As the month of May comes to a close, I think it’s fitting to ask: what does the future of gaming have to offer API players as well as API developers? Before delving into the inquiry, it is important to note that the API racial categorization is unique to the U.S. and erroneously lumps the many ethnicities of the world’s largest continent and the world’s largest ocean together, despite the regions’ dramatically different cultures, histories, and contemporary experiences/realities.

As a Tongan-American with a background in Pacific Island Studies, I’m really only qualified to answer the PI part of our API question. Given this, how do we pursue our original inquiry in an adequate and appropriate way? Let’s first address Pacific Islanders in gaming, and then see if we can extrapolate a few questions that might address the API gaming experience more broadly. 

The western imaginary has been allured by the diverse cultures and tropical land and seascapes of the Pacific since the 1700s.
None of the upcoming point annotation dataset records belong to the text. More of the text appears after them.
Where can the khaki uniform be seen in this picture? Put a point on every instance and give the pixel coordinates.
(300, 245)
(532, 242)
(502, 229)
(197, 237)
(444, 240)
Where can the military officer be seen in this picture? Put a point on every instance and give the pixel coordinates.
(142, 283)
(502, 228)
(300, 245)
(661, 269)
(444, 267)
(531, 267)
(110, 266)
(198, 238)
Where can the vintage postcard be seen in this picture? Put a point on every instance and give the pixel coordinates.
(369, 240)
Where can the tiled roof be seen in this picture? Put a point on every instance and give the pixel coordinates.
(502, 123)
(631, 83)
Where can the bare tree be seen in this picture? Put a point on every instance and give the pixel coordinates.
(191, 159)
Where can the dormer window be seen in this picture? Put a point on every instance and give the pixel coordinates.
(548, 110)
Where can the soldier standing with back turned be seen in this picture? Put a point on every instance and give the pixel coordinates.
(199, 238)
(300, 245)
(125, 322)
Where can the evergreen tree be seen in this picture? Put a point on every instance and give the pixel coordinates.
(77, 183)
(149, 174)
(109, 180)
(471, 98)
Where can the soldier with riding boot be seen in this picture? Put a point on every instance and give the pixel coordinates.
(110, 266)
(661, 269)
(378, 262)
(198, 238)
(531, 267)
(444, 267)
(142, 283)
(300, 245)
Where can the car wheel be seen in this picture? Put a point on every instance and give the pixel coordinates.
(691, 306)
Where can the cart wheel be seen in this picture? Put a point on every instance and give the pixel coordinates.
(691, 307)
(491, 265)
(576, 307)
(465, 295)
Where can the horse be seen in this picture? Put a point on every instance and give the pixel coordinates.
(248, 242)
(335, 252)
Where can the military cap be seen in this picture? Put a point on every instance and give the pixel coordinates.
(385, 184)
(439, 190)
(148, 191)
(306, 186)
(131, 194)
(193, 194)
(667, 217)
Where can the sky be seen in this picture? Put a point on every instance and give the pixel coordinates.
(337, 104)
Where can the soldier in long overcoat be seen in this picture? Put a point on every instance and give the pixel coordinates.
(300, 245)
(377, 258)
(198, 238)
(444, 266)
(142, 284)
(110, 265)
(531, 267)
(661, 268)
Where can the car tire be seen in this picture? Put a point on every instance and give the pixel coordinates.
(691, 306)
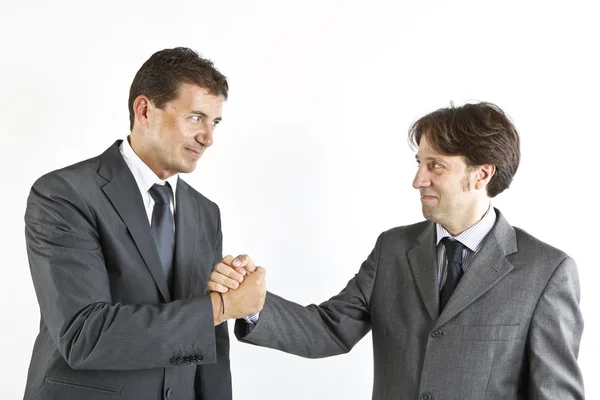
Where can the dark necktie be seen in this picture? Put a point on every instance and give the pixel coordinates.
(454, 250)
(162, 226)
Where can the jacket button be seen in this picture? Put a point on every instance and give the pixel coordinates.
(436, 334)
(426, 396)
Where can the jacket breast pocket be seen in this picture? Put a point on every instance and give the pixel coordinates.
(55, 388)
(490, 332)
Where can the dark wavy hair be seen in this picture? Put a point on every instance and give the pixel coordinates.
(161, 75)
(480, 132)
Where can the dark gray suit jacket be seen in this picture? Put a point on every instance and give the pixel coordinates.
(511, 329)
(109, 327)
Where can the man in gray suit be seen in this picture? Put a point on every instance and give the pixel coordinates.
(462, 306)
(120, 250)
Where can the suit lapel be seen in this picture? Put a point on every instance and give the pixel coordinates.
(186, 237)
(423, 263)
(488, 266)
(125, 196)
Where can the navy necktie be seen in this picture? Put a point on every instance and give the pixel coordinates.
(163, 228)
(454, 271)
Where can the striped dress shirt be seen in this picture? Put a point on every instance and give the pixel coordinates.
(472, 238)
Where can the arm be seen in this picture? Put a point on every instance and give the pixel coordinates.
(554, 338)
(216, 378)
(72, 285)
(315, 331)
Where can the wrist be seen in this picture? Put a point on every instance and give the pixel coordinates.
(217, 303)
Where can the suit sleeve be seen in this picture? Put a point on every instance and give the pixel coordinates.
(216, 378)
(554, 338)
(72, 286)
(316, 331)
This fascination with Pacific Islanders has resulted in highly romanticized and problematic media representations of islanders as stereotypical noble savages or fierce warriors (a la Rousseau), dusky maidens like Guagin’s paintings, and lastly Pacific homelands as empty paradises existing solely for the pleasure of travelers. Video games have historically represented Pacific Islanders in a similar way, from characters that appropriate Polynesian mythology in creating fantastical warriors to environments that reflect a tourist’s version of the islands. We recognize some of the issues, but what can and should be done?
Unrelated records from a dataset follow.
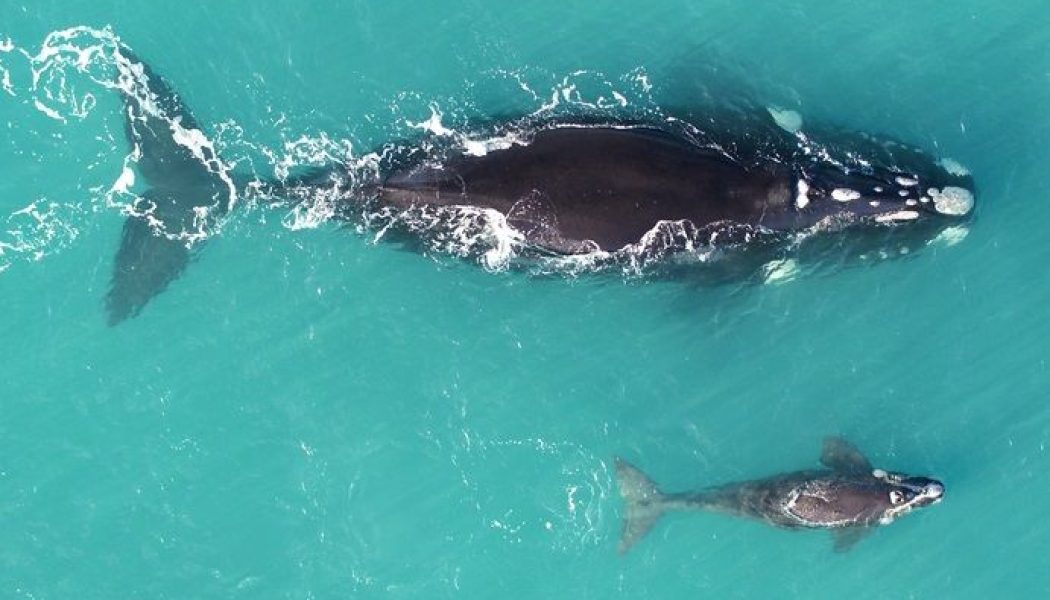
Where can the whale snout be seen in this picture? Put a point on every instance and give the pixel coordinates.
(933, 490)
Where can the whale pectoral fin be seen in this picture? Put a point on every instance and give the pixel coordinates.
(842, 456)
(845, 538)
(145, 264)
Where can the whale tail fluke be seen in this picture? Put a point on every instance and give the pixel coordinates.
(645, 503)
(188, 188)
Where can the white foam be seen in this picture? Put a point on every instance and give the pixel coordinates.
(482, 147)
(433, 124)
(780, 271)
(906, 182)
(788, 120)
(953, 167)
(950, 236)
(48, 110)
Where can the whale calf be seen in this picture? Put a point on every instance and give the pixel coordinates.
(849, 497)
(593, 187)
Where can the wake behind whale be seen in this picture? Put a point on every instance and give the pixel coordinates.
(567, 191)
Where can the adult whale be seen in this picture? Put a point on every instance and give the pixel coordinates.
(848, 497)
(599, 188)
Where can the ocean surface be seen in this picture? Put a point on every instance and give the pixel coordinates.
(311, 413)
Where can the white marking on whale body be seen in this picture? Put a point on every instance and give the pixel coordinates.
(802, 200)
(899, 215)
(950, 236)
(844, 194)
(788, 120)
(951, 201)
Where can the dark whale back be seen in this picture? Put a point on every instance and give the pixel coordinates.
(571, 185)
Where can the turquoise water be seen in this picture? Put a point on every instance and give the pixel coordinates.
(308, 414)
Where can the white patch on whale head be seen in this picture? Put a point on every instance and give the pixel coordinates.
(951, 201)
(899, 215)
(844, 194)
(802, 200)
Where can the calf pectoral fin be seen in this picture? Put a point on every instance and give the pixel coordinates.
(145, 264)
(840, 455)
(847, 537)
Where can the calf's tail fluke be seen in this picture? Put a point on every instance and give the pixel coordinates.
(644, 503)
(184, 188)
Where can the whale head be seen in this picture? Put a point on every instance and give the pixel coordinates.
(906, 493)
(917, 190)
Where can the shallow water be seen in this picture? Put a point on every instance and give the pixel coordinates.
(308, 414)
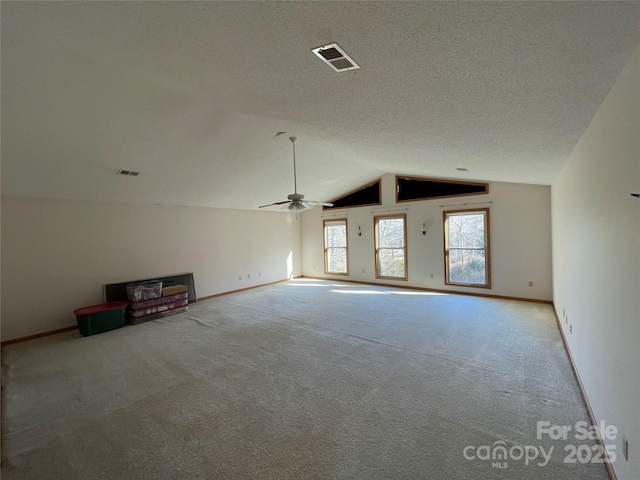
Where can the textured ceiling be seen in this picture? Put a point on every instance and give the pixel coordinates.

I believe two actionable things would greatly improve the gaming industry’s representation of Pacific Islanders and enhance their relationship with Pacific players. First and foremost, the Pacific is famous for their art and culture. Instead of appropriating the art, I would love to see more Pacific Islander artists working in the gaming industry. Secondly, I would love to see characters that more accurately reflect Pacific people and Pacific futures outside of the stereotypes that mainstream media has reserved for us. I want to see loving and family oriented islanders, and I want to see Chamorro Astronauts, Ni-Vanuatu engineers, and Tongan scientists and so many other possibilities that were previously reserved for non-islander characters. 
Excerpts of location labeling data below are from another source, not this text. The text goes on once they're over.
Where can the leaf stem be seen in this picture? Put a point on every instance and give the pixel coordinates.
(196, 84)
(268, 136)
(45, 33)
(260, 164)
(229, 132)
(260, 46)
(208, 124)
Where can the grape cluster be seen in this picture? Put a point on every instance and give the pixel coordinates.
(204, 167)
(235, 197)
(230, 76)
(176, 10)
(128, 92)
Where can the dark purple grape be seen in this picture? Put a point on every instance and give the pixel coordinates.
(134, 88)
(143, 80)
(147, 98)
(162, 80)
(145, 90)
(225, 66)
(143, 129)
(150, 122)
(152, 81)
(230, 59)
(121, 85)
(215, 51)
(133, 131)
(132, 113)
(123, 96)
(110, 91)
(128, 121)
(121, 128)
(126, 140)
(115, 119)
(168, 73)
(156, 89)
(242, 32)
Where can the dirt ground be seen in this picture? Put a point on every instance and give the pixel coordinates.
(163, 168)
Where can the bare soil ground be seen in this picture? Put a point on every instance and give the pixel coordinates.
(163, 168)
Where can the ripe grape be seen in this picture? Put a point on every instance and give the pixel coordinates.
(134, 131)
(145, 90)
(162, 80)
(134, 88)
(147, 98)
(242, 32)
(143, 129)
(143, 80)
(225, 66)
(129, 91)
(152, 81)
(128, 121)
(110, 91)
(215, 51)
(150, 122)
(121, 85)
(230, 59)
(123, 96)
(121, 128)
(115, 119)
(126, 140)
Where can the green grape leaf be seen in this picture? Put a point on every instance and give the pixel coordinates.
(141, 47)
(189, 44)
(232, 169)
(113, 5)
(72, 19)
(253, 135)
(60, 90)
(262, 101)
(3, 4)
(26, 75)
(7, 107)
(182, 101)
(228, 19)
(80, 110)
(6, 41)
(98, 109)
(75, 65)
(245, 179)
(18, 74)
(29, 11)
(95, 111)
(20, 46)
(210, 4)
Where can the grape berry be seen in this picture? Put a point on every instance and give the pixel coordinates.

Now that we have briefly covered the Pacific, what about the A in our inquiry? There are many incredibly talented South Asian, East Asian, and SouthEast Asian game developers around the world and in our very own studio. And there are also various stereotypes and misrepresentations that negatively affect the communities of the different subregions. There are in fact too many to properly cover in a blog post, but something that I would like to draw attention to would be the underrepresentation of South and Southeast Asian characters in games. We have seen some positive change in this area in recent years, however there is still more progress to be made. I would love to see more Filipino, Vietnamese, Indian, and Indonesian heroes who are not limited to the exoticized stereotypes of the past, but rather complex characters with well-developed arcs and innovative, relatable character art. 

Before closing, I want to stress that ethical and inclusive representation is a long, changing, and imperfect process. It is unlikely that one game or one studio will undo decades of inadequate representation, but it is thrilling to be a member of 31st Union and our studio commitment that dares to try.